A defesa feita à mão

Um escritório de advocacia criminal desenhado para casos que não cabem em fórmulas: os de alta complexidade técnica, os de forte exposição pública e os que reúnem as duas coisas ao mesmo tempo.

De tanto ver triunfar as nulidades, de tanto ver prosperar a desonra, de tanto ver crescer a injustiça, de tanto ver agigantarem-se os poderes nas mãos dos maus, o homem chega a desanimar da virtude, a rir-se da honra, a ter vergonha de ser honesto.

Ruy Barbosa

Ruy Barbosa escreveu essa frase como diagnóstico, não como resignação. Ela descreve o que acontece quando a forma se torna decorativa e o poder deixa de encontrar resistência técnica: a desonra prospera porque ninguém a contradiz com método.

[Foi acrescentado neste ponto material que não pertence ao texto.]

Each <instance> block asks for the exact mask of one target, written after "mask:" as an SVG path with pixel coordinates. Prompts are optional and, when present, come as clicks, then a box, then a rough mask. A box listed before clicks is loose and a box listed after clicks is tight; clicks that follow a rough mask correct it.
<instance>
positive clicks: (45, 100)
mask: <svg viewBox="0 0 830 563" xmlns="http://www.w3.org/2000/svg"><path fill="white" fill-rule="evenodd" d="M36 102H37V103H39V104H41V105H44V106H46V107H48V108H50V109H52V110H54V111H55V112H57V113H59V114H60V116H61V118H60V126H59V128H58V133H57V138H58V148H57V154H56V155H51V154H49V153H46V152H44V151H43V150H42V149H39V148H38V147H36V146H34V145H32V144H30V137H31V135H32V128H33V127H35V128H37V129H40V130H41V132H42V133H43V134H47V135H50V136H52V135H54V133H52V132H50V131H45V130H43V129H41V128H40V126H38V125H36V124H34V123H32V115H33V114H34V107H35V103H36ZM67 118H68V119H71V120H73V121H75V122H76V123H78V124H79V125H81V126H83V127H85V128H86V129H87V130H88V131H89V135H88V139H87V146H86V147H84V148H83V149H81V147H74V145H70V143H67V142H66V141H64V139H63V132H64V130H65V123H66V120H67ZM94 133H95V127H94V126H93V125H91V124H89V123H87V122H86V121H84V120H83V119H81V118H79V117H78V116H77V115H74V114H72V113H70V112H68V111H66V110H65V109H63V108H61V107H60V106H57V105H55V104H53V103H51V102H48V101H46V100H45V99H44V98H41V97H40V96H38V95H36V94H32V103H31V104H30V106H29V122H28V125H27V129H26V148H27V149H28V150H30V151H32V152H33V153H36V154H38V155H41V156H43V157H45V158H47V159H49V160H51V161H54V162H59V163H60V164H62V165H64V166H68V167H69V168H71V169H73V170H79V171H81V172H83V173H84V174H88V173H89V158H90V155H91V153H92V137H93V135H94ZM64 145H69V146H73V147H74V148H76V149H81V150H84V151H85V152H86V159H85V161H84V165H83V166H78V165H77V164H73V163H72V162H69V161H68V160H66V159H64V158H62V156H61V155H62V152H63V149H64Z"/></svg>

Este escritório existe para contradizer com método.

Recebemos pessoas, não processos. Antes de existir um número de autos, existe uma biografia interrompida — uma família que perdeu o sono, uma reputação submetida ao julgamento sumário do noticiário, um patrimônio construído em décadas e ameaçado em uma manhã. É desse ponto, e não do arquivo, que a defesa começa.

Compreendemos o acusado como indivíduo inserido em uma engrenagem social complexa. Foucault mostrou que a punição moderna não se limita ao corpo nem ao cárcere: ela classifica, vigia, produz identidades e distribui vergonha. Beccaria já havia alertado que a medida da pena não é o clamor, e sim o dano. Ler essa engrenagem — suas pressões políticas, seus apetites midiáticos, seus automatismos burocráticos — é trabalho técnico, não retórica de rodapé.

Daí a palavra artesanal. Recusamos a defesa produzida em série, a petição de gaveta, a tese que serve a todos e por isso não serve a ninguém. Cada caso é medido, cortado e costurado à mão, sobre a matéria única de que é feito: os fatos, o tempo, o tribunal e a pessoa. O artesão conhece o material antes de cortar; o advogado deve conhecer o processo antes de escrever.

Trabalhamos com um número deliberadamente reduzido de causas. Não é escassez: é a única condição em que a atenção continua sendo um método, e não uma promessa de folheto. Quem contrata este escritório contrata presença — a mesma pessoa que lê a denúncia é a que sustenta a tese na tribuna.

E, porque toda crise penal é também uma crise de narrativa, tratamos a liberdade e o nome como dois bens indivisíveis. Defender apenas um deles é entregar o outro.

O Método

I

Escuta antes da tese

Nenhuma estratégia é desenhada na primeira reunião. Primeiro se reconstrói o fato — inteiro, com o que incomoda — porque é ali que a defesa encontra o que é seu.

II

Antecipação de cenários

Toda peça é escrita pensando na decisão seguinte e no recurso que virá depois dela. Defender é jogar três lances à frente, não reagir ao último.

III

Discrição como técnica

O silêncio, bem administrado, é peça de defesa. Nada se diz publicamente que não sirva ao caso — e o que serve é dito no momento exato.

IV

Presença até o fim

Da delegacia aos Tribunais Superiores, o caso não muda de mãos. A continuidade do responsável é parte da qualidade técnica do resultado.

O Advogado

Lucas Gitirana
Souza de Carvalho

OAB/PE 58.825  ·  Recife — PE

Advogado criminalista. Dedica-se à defesa em investigações e ações penais de alta complexidade e repercussão, com atenção particular aos casos em que o processo caminha ao lado de uma crise pública — e em que defender é, simultaneamente, litigar e conter.

Atua em Recife e em todo o território nacional, inclusive perante o Superior Tribunal de Justiça e o Supremo Tribunal Federal, em regime de atendimento reservado e disponibilidade permanente.